Sebbene la giurisprudenza talvolta reputi sufficiente una prova per presunzioni della sussistenza degli elementi integranti l’illecito in questione, giungendo anche a configurare un danno in re ipsa ogni qualvolta sia violato il diritto d’autore, in ogni caso, è indispensabile la prova certa del fatto illecito generatore del danno, il cui onus (probandi appunto) incombe evidentemente sul danneggiato.
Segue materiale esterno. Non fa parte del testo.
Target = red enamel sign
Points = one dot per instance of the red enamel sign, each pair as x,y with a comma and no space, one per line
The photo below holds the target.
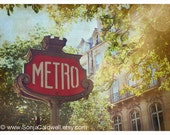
55,75
51,74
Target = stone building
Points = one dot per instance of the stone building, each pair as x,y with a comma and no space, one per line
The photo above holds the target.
148,112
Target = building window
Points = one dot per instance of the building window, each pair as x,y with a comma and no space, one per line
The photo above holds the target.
97,61
135,121
117,123
115,90
157,117
131,82
153,80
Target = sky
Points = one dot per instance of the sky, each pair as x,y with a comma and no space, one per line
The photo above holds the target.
23,21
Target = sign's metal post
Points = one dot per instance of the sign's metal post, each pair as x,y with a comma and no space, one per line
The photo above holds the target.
55,110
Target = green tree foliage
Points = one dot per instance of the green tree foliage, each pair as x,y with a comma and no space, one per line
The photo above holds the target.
137,41
15,110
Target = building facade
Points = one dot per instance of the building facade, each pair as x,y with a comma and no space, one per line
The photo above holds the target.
148,112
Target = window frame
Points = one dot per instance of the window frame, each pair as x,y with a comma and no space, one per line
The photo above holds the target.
137,120
157,113
118,124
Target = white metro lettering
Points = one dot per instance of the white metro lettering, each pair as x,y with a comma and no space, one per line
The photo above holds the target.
64,75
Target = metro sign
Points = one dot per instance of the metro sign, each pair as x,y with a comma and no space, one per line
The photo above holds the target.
51,73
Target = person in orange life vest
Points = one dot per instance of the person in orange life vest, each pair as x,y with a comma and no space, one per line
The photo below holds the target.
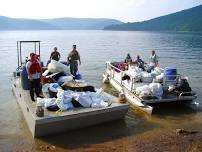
34,70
E’ inammissibile l’istanza di esibizione documentale dei libri contabili avanzata dall’attrice ai sensi dell’art. 210 c.p.c., in quanto, in difetto di idonee allegazioni, in fatto, circa l’esistenza del denunciato illecito, nonché della assoluta indispensabilità dell’incombente istruttorio de quo, il relativo ordine, ove disposto, avrebbe finalità meramente esplorative e sostanzialmente sostitutive dell’onere assertivo e probatorio incombente sulla parte istante.

Perchè l’art. 2055 c.c. possa trovare concreta applicazione in un ambito così specifico qual è quello del diritto d’autore e delle sue peculiari violazioni, con conseguente estensione della responsabilità anche a soggetti diversi da chi ha materialmente compiuto la condotta illecita, occorre, in ogni caso, un “contributo rilevante all’illecito”. Inoltre, sempre in applicazione dei generali principi in tema di responsabilità aquiliana, occorre la prova dell’elemento soggettivo, in termini di dolo o di colpa.

La prova dell’elemento soggettivo in termini di dolo o colpa, indispensabile ai fini dell’applicazione dell’art. 158 l.d.a., è stata  positivamente ravvisata dalla giurisprudenza ogni qualvolta sia violato lo standard di diligenza richiesto allo specifico operatore del settore.